So to start with, you could clearly build a Max by using a CPU tile and two Pro GPU tiles (as long as the GPU tiles had two sets of fusion connections). And you could make an Ultra-ish thing with one CPU tile and FOUR GPU tiles. So why not do that? It's a big winner on the metrics you've mentioned (die size & thus cost). ...I guess maybe they *are* doing that, but we won't know until we see die shots. But I'll guess they aren't because that's not a great way to get to good performance (at least so far).
For starters, it does not look like they are using two Pro GPU tiles — rather, there is a CPU tile and a GPU tile, and the GPU tile comes as either a 20-core variant or a 40-core variant.When you start thinking about using more dies other concerns pop up — like how do you interface them? Right now, it is likely that one side of each die is dedicated to inter-die IO, much like UltraFusion was. If you want to start chaining these dies, you'll start running out of sides

Besides, as you say, the economy calculation likely gets more complex as we increase the die count. manufacturing two small dies and paying extra for packaging is likely cheaper than manufacturing an equivalent large die, but does the same hold for manufacturing four tiny dies? At some point there will be diminishing returns, right?

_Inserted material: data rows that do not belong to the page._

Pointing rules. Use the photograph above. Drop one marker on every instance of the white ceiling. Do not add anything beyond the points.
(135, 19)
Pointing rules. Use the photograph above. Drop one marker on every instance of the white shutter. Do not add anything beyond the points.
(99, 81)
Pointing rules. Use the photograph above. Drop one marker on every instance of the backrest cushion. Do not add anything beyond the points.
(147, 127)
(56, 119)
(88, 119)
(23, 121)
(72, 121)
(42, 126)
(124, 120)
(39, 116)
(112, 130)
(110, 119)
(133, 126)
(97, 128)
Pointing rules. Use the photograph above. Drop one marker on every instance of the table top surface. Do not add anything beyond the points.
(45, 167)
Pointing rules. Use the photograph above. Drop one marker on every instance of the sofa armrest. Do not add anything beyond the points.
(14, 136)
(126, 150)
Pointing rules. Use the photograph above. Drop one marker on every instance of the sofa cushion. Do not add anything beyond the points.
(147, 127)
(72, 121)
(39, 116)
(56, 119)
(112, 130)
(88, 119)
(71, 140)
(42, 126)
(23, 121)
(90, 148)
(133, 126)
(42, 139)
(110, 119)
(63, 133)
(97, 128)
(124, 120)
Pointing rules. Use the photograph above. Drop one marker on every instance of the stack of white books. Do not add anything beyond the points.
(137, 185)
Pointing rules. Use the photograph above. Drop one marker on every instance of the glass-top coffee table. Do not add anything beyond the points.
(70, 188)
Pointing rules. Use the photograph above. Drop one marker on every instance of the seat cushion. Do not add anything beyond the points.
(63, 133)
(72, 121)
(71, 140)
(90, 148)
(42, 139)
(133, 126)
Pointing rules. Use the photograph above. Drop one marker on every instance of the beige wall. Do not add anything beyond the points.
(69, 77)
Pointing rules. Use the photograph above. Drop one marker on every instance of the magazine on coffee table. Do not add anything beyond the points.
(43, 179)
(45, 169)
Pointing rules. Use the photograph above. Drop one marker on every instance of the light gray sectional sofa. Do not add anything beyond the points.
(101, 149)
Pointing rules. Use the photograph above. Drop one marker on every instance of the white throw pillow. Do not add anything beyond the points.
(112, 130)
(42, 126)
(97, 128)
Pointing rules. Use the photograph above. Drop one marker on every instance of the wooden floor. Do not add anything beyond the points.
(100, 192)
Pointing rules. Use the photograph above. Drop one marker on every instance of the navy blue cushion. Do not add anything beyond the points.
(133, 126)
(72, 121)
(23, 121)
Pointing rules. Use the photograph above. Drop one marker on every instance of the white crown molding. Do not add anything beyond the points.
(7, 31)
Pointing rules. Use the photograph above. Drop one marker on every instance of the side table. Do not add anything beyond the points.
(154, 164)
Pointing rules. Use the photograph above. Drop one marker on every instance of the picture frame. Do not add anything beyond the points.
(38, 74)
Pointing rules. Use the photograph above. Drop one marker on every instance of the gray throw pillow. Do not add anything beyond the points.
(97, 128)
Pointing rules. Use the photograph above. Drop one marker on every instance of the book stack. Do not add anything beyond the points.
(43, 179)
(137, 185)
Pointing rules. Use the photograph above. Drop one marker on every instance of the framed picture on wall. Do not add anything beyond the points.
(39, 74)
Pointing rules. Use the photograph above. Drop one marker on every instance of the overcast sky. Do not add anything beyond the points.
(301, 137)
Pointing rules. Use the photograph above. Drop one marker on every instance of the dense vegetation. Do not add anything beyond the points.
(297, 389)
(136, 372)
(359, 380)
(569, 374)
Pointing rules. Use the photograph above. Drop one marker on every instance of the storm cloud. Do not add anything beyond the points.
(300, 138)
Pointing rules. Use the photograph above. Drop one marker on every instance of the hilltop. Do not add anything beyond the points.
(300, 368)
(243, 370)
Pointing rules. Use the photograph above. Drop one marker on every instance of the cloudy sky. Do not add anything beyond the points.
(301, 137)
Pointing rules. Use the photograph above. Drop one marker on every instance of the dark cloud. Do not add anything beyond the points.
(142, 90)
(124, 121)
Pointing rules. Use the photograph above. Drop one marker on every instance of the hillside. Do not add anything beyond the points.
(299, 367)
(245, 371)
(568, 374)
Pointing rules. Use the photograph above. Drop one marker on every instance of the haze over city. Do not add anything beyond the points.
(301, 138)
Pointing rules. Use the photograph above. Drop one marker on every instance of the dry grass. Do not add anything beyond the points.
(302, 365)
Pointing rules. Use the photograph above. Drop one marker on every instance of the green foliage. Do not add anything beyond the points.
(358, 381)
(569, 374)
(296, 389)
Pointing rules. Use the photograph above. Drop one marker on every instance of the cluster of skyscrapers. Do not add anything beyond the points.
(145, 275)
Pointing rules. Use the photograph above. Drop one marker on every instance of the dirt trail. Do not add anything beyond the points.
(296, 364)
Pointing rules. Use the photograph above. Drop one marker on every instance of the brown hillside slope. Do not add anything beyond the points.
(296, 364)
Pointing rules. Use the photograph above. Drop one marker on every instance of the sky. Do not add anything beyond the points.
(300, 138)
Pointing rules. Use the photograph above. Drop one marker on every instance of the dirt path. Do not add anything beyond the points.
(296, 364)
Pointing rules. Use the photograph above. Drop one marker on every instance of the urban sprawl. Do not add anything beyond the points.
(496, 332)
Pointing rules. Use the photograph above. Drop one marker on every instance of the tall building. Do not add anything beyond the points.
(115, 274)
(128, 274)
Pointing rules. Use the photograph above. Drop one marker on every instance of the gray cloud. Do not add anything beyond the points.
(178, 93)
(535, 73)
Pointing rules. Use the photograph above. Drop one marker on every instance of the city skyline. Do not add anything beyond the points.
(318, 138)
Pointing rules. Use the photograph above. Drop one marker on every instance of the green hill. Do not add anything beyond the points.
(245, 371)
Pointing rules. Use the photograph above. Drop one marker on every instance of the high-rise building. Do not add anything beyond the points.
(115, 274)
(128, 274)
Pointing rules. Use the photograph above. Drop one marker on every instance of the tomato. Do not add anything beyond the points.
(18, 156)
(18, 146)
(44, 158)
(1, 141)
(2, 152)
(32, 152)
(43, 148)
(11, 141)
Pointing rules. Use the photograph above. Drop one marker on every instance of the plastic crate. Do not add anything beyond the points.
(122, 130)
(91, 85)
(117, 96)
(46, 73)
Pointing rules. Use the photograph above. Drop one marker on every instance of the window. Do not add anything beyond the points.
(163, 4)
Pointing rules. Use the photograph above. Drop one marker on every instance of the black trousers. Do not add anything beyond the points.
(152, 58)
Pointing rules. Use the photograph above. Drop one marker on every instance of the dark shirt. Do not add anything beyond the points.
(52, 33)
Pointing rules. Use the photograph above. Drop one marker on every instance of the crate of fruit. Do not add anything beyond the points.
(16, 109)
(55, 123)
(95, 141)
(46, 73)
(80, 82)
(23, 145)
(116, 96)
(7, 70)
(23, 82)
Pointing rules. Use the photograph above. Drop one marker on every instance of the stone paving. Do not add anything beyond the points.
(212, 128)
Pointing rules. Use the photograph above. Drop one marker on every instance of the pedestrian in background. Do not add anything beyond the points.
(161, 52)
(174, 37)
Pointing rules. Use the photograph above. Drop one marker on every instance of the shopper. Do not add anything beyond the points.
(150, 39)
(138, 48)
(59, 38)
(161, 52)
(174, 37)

How would they approach building an Ultra using this? One idea would be to use the Extreme concepts and introduce an additional interface silicon that acts as a router. The dies could connect to the router which will have some on-die switches and maybe even additional cache. The router die could also provide additional PCIe connectivity etc.
Oh, of course, there's one more thing we could maybe put a number on: The value to Apple in having chiplets they can play with in the lab in ways far removed from what they're already selling (say, 16 GPU tiles in a switched mesh... or 16 CPU tiles!). That (deriving a value, not playing in the lab!) seems impossibly difficult, though.
They could also play around with these things in a monolithic design too. A lot of these things are copy paste. I'm sure they have simulators that allow them to do all kinds of stuff.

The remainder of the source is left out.